Microsoft MAI models expand the AI model foundry

What the Microsoft MAI Models Are and Why They Matter

Microsoft MAI models are a new in-house family of large-scale AI systems for reasoning, coding, image generation, voice, and transcription that developers can test in Microsoft’s AI model foundry with private preview access to tune and integrate them into customized, multimodal applications. At Build, Microsoft framed this launch as a move from depending on partner frontier models toward owning more of the underlying AI stack. MAI-Thinking-1 is the flagship reasoning model and is positioned as matching the performance of Anthropic’s Claude Opus 4.6 on key software engineering benchmarks. These systems are the same engines behind Copilot, Bing, PowerPoint, GitHub Copilot, and Azure Speech, now exposed through Foundry so teams can evaluate Microsoft-owned options alongside OpenAI, Anthropic, and Google models. For developers, that means a single place to compare multimodal AI tools, apply governance, and shape models more directly than prompt engineering alone.

Microsoft’s New MAI Models Bring Private Multimodal AI to Developers

MAI-Thinking-1: Long-Context Reasoning for Complex Workflows

MAI-Thinking-1 sits at the center of the Foundry push as Microsoft’s in-house reasoning engine. It uses a sparse Mixture-of-Experts design, activating only selected expert subnetworks per request to balance capacity and compute. Microsoft lists 35 billion active parameters, roughly 1 trillion total parameters, and a 256K-token context window, plus function calling and compatibility with the Chat Completions API. That long context allows a single prompt to include large codebases, full contracts, or extended instructions without fragmenting the task. According to Microsoft AI, “For the first time developers will be able to tune the weights of the model themselves,” giving teams deeper adaptation than prompt tweaks or retrieval alone. MAI-Thinking-1 is aimed at chained reasoning tasks, long-context analysis, and code-heavy workflows where traceability and model behavior control matter as much as raw benchmark scores.

Code Generation Models Turn ‘Vibe Coding’ into a Platform Feature

Beyond reasoning, the MAI family brings dedicated code generation models into the AI model foundry for the first time. MAI-Code-1-Flash, a 5 billion parameter coding system, converts written descriptions into working source code for applications and websites, a process Microsoft has described as “vibe coding.” MAI-Code-1 and MAI-Code-1-Flash are integrated into GitHub Copilot, Visual Studio Code, and the broader Microsoft developer stack, but Foundry access lets teams treat them as configurable components rather than fixed assistants. Developers working on code generation models can now compare MAI-Code with OpenAI or Anthropic coding tools under a single governance and deployment layer. With MAI-Thinking-1 able to handle long-context reasoning over entire repositories and MAI-Code models handling snippet creation and refactoring, teams can begin to design end-to-end, reasoning-heavy development workflows inside one multimodal AI platform.
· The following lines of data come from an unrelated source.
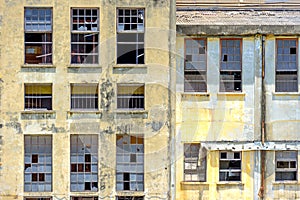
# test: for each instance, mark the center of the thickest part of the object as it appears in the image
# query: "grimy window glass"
(84, 163)
(38, 35)
(195, 65)
(130, 96)
(85, 36)
(231, 65)
(230, 166)
(38, 164)
(84, 96)
(194, 162)
(38, 96)
(286, 166)
(130, 36)
(286, 65)
(130, 163)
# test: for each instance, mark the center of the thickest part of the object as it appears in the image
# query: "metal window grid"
(84, 163)
(38, 164)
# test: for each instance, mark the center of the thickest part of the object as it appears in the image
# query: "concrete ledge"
(38, 114)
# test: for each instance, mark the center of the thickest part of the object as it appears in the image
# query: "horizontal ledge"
(38, 66)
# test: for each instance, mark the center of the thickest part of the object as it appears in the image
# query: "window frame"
(48, 44)
(201, 71)
(138, 85)
(221, 81)
(277, 71)
(286, 170)
(76, 56)
(238, 170)
(39, 98)
(191, 160)
(136, 32)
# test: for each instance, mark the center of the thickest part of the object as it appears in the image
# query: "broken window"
(130, 36)
(84, 198)
(230, 166)
(130, 96)
(84, 96)
(286, 165)
(231, 65)
(130, 163)
(286, 65)
(130, 198)
(38, 96)
(38, 35)
(38, 164)
(85, 36)
(195, 65)
(84, 163)
(194, 162)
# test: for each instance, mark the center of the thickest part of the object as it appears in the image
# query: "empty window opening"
(130, 96)
(286, 65)
(130, 163)
(84, 163)
(38, 96)
(84, 96)
(130, 36)
(38, 35)
(38, 164)
(230, 166)
(195, 67)
(231, 65)
(194, 162)
(85, 36)
(286, 166)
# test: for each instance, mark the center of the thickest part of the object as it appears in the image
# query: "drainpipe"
(263, 117)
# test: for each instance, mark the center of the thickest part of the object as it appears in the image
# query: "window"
(38, 35)
(84, 36)
(230, 166)
(84, 96)
(286, 165)
(38, 164)
(286, 65)
(84, 198)
(231, 65)
(195, 65)
(38, 96)
(130, 96)
(130, 36)
(84, 163)
(130, 198)
(130, 163)
(194, 162)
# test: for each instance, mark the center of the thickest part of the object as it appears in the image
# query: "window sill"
(38, 66)
(285, 182)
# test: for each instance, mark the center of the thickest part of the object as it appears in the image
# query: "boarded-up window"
(286, 65)
(286, 165)
(130, 36)
(130, 163)
(194, 162)
(38, 164)
(130, 96)
(231, 65)
(84, 96)
(38, 96)
(230, 166)
(84, 163)
(195, 66)
(38, 35)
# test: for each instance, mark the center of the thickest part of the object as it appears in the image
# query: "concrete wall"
(107, 121)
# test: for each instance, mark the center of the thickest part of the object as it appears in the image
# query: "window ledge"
(286, 93)
(38, 65)
(285, 182)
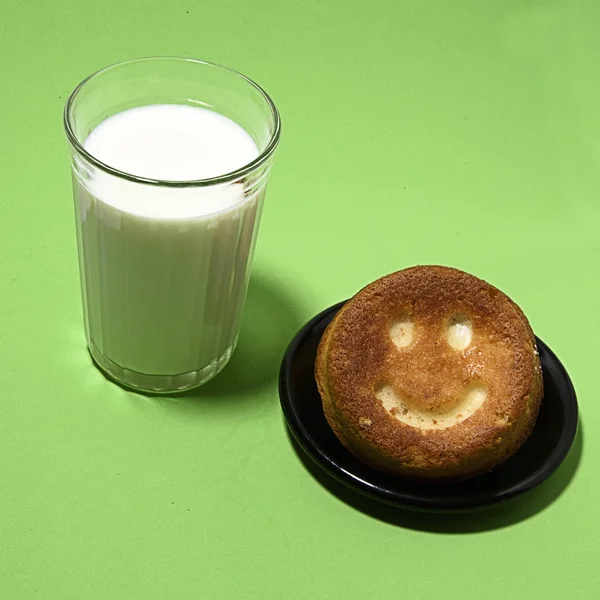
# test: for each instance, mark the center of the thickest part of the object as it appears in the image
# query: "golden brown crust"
(357, 356)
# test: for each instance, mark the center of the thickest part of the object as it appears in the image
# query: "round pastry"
(430, 372)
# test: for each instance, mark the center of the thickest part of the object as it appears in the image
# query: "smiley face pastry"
(430, 372)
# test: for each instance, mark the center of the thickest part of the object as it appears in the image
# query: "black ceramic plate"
(535, 461)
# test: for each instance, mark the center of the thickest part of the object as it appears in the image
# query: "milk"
(164, 270)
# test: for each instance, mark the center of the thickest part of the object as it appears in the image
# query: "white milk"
(164, 270)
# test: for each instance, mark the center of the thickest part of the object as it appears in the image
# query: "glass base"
(160, 384)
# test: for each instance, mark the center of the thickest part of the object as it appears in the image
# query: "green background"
(465, 133)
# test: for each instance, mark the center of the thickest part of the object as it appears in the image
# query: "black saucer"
(536, 460)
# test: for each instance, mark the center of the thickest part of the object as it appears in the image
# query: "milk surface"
(165, 270)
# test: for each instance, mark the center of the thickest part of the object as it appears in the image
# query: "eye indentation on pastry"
(402, 331)
(459, 331)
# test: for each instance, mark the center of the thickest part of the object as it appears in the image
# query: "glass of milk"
(170, 161)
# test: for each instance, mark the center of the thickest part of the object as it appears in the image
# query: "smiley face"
(428, 370)
(436, 375)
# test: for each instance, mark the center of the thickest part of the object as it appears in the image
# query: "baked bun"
(430, 372)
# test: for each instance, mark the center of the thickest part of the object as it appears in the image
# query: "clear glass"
(163, 299)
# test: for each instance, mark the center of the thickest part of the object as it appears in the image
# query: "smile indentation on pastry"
(459, 331)
(402, 331)
(405, 411)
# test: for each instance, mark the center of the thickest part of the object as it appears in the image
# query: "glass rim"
(224, 178)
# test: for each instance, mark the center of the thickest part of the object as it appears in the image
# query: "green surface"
(461, 133)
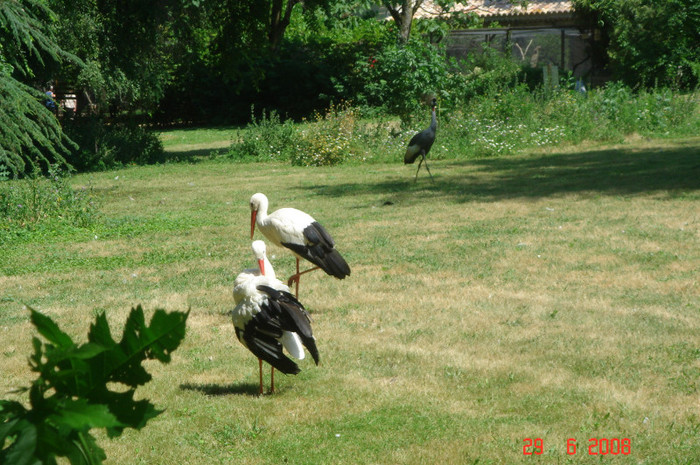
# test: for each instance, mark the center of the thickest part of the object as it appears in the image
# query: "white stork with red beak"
(300, 233)
(268, 319)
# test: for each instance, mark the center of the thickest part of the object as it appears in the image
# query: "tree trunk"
(403, 16)
(280, 16)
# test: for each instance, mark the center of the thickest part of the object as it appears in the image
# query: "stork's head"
(258, 203)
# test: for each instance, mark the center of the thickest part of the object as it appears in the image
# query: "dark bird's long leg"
(420, 163)
(426, 167)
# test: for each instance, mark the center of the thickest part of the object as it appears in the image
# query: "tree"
(29, 132)
(75, 388)
(651, 42)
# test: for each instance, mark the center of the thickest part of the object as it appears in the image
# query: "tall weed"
(327, 140)
(265, 138)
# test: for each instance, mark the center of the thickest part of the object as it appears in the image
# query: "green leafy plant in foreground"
(72, 393)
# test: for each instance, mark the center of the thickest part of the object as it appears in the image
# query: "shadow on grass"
(192, 156)
(621, 171)
(249, 389)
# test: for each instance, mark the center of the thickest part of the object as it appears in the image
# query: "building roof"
(493, 9)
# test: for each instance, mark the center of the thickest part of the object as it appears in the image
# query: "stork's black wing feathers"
(320, 251)
(291, 315)
(263, 344)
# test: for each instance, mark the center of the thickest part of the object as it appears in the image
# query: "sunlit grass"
(546, 295)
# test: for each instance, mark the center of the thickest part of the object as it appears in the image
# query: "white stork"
(267, 318)
(300, 233)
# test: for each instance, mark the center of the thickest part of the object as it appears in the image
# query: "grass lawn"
(549, 296)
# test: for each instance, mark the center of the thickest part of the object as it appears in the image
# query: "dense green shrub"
(102, 146)
(327, 140)
(38, 200)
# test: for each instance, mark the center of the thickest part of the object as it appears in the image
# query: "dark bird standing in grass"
(420, 144)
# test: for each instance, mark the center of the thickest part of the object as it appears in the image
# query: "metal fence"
(566, 47)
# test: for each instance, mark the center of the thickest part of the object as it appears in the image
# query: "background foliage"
(132, 64)
(75, 388)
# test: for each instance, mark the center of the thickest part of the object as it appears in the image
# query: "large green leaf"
(72, 392)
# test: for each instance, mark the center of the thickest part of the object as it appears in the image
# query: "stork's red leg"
(296, 294)
(260, 363)
(295, 277)
(420, 162)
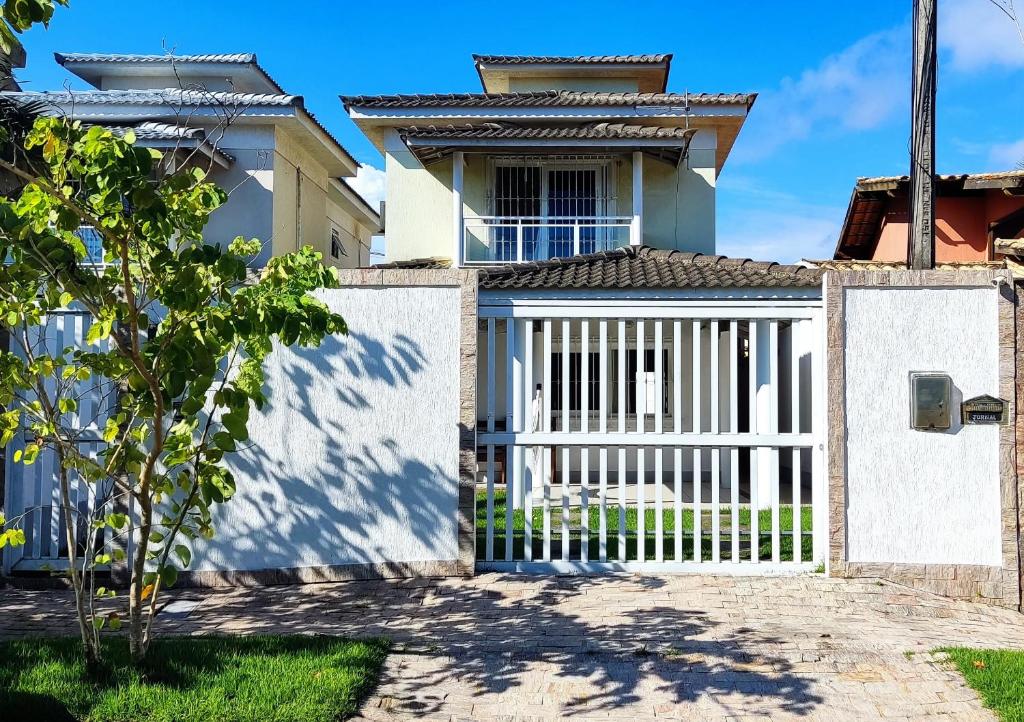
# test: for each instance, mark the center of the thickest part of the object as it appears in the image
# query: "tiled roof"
(417, 263)
(240, 57)
(645, 267)
(843, 264)
(585, 59)
(497, 131)
(865, 183)
(546, 98)
(151, 97)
Image, Voice, and Transcription Bring Full Multimodal AI Tools

The seven new Microsoft MAI models round out Foundry with image, voice, and transcription capabilities aimed at real product workflows. MAI-Image-2.5 and its Flash variant add text-to-image generation and editing, with control-with-preservation features for adjusting style or elements without losing the core layout. Microsoft says MAI-Image-2.5 now ranks third among image generation model families in one public Arena ranking. MAI-Voice-2 is a multilingual text-to-speech and voice cloning model spanning more than 15 languages, while MAI-Transcribe-1.5 supports 43 languages and is presented as delivering up to five-times-faster transcription with better domain-specific terminology handling. Together, these multimodal AI tools let developers build apps that move from text prompts to images, synthetic voices, and transcripts within a single Microsoft-owned model family, rather than stitching together disconnected third-party services.

Private Developer Preview and the Future of the AI Model Foundry

All seven MAI systems enter Foundry in a staged rollout, with MAI-Thinking-1 in private preview for Foundry customers and a public MAI Playground preview planned later. Developers and enterprise teams gain early developer preview access to reasoning, code, image, voice, and transcription models under the same governance controls already used for OpenAI, Anthropic, and Google options. This turns Foundry into more than a catalog: it becomes Microsoft’s decision hub for comparing in-house and partner models by performance, latency, and integration fit. Microsoft says the models are trained on commercially licensed data without distillation from third-party systems, a stance aimed at customers that weigh IP and provenance concerns. As MAI models expand to platforms like OpenRouter, Fireworks, and Baseten, Foundry’s role may shift from a Microsoft-only destination into one part of a broader, multi-provider AI stack that still offers deeper tuning of Microsoft-owned models.